Authors: Matteo Pitaro, Lorenzo Di Mario, Jacopo Pinna, Diego A. Acevedo‐Guzmán, Marios Neophytou, Mindaugas Kirkus, Thomas D. Anthopoulos, Giuseppe Portale, Petra Rudolf, Maria Antonietta Loi
Published: 2025-03-23
DOI: 10.1002/cey2.710
Source: Full article
ABSTRACTDespite the rapid efficiency increase, tin halide perovskite solar cells are significantly behind their lead‐based counterpart, with the highest reported efficiency of 15.38%. The main reason for this large difference is attributed to the instability of Sn2+, which easily oxidizes to Sn4+, creating Sn vacancies and increasing the open‐circuit voltage loss. In this work, we implemented tin thiocyanate (Sn(SCN)2) as an additive for passivating the bulk defects of a germanium‐doped tin halide perovskite film. Adding Sn2+ and SCN− ions reduces the Sn and iodine vacancies, limiting non‐radiative recombination and favoring longer charge‐carrier dynamics. Moreover, the addition of Sn(SCN)2 induces a higher film crystallinity and preferential orientation of the (l00) planes parallel to the substrate. The passivated devices showed improved photovoltaic parameters with the best open‐circuit voltage of 0.716 V and the best efficiency of 12.22%, compared to 0.647 V and 10.2% for the reference device.

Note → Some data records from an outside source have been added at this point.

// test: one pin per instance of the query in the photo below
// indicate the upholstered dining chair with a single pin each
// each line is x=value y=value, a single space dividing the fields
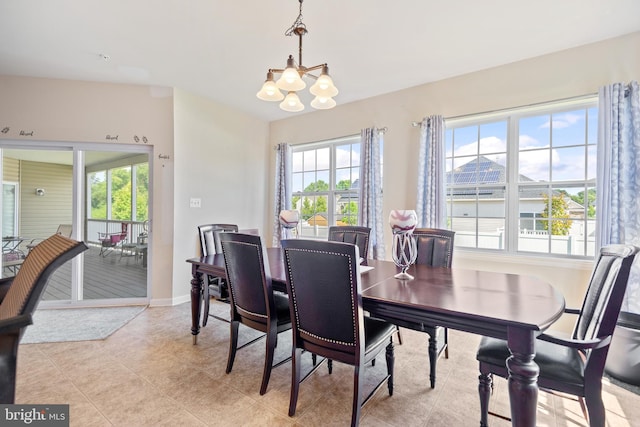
x=215 y=287
x=253 y=301
x=323 y=283
x=19 y=297
x=573 y=365
x=435 y=249
x=358 y=235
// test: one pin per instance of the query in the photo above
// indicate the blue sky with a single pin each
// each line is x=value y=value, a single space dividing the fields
x=543 y=139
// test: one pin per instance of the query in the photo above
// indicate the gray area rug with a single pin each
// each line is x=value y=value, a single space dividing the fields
x=78 y=324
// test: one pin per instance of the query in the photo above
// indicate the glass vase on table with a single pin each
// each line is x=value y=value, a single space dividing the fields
x=404 y=250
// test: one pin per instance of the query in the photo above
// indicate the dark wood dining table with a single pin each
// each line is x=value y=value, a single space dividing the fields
x=512 y=307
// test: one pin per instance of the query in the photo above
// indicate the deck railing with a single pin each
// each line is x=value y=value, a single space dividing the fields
x=96 y=226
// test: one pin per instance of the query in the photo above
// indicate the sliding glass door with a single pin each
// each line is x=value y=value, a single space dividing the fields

In addition, the passivated solar cell retains 88.7% of its initial efficiency after 80 min of illumination under 100 mW cm‐2 and is substantially better than the control device, which reaches 82.6% of its initial power conversion efficiency only after 30 min. This work demonstrates the passivation potential of tin‐based additives, which combined with different counterions give a relatively large space of choices for passivation of Sn‐based perovskites.